One outstanding question was whether localization of p27 to the cytoplasm is simply a mechanism for reducing nuclear p27 or if it has a more active, oncogenic role. To address this, the researchers knocked down p27 in Her2+ cells treated with lapatinib and assayed for viability. Strikingly, knockdown of p27 in Her2+ cells resulted in hypersensitivity to lapatibib and caused increased cell death, as visualized by staining with cleaved caspase-3. To corroborate these findings, the authors expressed a nuclear-excluded form of p27 (p27ΔNLS) in Her2+ cells where endogenous p27 was knocked down.
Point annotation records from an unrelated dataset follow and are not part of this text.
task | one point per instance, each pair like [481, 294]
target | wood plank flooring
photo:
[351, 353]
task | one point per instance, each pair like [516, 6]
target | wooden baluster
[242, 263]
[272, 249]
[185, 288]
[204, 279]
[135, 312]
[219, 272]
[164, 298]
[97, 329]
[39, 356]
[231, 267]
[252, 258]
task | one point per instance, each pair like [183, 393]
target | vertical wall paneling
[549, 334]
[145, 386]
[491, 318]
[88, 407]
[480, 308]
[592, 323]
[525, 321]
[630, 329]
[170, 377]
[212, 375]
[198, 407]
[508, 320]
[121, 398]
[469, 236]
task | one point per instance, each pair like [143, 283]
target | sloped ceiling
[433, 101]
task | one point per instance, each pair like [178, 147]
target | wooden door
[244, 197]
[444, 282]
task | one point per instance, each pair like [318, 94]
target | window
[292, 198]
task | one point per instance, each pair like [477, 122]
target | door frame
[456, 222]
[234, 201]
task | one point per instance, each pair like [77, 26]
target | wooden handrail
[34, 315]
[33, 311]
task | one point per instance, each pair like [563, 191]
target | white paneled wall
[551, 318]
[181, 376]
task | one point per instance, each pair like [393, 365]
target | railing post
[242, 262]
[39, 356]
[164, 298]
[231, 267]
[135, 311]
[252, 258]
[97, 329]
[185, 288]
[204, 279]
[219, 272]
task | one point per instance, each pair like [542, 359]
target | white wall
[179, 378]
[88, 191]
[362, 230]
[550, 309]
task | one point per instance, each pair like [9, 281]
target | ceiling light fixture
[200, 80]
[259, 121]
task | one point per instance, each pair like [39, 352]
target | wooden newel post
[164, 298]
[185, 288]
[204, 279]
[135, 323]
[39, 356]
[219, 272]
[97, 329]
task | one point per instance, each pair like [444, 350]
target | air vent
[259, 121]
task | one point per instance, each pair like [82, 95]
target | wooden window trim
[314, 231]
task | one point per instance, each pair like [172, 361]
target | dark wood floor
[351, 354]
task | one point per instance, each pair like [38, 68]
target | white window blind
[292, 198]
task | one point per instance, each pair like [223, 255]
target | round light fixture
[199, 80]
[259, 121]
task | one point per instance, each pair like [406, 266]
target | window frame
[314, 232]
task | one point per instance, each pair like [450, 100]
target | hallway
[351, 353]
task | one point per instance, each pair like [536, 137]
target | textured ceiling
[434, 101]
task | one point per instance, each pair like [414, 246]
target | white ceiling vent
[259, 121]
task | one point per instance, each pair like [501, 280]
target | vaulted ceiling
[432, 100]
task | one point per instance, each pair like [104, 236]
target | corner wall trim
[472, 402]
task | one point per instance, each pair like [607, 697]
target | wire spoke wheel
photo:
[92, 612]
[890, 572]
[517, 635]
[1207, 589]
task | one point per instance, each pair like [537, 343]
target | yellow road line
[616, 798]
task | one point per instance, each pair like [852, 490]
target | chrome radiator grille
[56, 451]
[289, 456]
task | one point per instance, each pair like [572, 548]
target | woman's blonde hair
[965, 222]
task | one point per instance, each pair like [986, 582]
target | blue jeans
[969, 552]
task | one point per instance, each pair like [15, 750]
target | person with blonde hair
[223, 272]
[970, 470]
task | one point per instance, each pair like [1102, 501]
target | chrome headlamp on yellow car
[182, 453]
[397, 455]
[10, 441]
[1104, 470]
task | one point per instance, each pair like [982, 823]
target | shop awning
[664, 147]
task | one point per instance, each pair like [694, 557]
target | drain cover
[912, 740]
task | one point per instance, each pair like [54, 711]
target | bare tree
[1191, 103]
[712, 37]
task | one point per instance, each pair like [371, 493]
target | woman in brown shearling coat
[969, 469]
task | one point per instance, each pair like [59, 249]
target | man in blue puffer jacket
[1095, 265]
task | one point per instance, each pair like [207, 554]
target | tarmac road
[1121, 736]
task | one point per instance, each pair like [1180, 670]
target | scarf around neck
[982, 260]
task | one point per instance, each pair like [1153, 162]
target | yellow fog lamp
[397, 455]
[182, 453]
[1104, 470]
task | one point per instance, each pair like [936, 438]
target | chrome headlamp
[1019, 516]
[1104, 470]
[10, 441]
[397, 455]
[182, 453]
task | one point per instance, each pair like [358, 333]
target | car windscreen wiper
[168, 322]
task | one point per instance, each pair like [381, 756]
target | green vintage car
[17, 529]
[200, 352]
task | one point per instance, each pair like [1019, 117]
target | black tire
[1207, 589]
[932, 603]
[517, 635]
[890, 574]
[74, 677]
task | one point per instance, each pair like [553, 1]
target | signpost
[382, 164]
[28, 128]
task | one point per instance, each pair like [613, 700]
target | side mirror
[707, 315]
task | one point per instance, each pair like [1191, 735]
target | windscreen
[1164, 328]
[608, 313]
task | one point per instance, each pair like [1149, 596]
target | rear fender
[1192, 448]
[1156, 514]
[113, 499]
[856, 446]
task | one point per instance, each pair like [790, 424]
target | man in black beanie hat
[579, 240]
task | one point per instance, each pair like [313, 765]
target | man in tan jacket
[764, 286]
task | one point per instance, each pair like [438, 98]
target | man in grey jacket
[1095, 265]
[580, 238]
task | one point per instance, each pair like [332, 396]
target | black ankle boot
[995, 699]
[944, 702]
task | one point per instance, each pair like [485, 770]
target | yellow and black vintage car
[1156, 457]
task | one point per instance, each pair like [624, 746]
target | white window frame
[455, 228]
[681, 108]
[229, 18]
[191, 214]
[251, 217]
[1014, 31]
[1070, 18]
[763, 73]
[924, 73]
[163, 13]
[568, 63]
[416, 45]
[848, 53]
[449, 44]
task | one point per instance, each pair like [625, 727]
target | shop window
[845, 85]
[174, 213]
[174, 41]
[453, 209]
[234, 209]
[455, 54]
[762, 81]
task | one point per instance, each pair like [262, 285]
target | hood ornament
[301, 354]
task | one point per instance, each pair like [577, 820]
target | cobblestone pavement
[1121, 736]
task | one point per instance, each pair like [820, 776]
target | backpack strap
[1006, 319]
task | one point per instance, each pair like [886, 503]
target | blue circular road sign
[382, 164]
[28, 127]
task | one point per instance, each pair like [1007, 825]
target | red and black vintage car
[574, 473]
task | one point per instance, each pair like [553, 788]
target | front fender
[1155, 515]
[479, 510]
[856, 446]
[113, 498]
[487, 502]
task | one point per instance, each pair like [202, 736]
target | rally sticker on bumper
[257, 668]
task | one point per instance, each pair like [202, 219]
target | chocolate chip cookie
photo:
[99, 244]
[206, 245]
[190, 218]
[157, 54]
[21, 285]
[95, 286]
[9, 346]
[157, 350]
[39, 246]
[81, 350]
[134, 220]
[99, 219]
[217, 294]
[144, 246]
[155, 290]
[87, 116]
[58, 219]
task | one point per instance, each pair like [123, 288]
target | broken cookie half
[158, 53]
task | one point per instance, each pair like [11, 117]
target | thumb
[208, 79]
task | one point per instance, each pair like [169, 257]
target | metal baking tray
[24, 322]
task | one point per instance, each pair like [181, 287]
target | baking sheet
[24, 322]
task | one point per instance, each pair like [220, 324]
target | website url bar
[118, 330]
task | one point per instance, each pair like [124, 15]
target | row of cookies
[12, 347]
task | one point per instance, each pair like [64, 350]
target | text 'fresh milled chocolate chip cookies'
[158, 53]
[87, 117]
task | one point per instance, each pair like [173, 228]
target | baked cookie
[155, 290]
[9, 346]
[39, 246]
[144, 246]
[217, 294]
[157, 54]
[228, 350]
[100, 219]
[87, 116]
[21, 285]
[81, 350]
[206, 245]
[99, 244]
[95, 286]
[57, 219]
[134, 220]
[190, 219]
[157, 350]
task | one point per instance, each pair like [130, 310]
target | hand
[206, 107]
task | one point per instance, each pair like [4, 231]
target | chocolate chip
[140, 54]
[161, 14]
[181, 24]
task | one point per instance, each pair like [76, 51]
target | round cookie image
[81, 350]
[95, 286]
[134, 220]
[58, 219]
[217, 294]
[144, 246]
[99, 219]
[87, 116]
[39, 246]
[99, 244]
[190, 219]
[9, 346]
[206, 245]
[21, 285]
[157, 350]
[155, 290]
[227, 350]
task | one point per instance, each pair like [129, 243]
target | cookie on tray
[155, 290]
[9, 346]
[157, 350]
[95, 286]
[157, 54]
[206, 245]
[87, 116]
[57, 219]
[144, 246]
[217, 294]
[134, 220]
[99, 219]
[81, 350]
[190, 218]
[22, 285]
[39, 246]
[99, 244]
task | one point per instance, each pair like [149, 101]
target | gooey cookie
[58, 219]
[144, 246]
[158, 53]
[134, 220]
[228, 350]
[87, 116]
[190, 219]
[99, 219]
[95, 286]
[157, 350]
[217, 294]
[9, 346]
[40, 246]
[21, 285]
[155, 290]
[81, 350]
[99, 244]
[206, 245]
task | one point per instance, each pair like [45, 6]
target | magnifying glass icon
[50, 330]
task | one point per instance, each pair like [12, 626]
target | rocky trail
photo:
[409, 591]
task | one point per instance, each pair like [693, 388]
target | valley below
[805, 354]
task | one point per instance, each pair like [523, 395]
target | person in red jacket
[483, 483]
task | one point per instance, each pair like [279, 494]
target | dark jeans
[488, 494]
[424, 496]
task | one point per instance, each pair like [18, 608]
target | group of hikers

Notably, p27ΔNLS expression reversed lapatibib sensitivity of Her2+ cells and reduced apoptosis.
Overall, this study demonstrated that cytoplasmic p27 promotes resistance of Her2+ breast cancer cells to lapatibib. "Our results suggest that p27 localization may be useful as a predictive biomarker of therapeutic response in patients with Her2+ breast cancers", said Dr. Zhao.
Zhao H, Faltermeier CM, Mendelsohn L, Porter PL, Clurman BE, Roberts JM. 2014. Mislocalization of p27 to the cytoplasm of breast cancer cells confers resistance to anti-HER2 targeted therapy. Oncotarget, 5(24), 12704-14.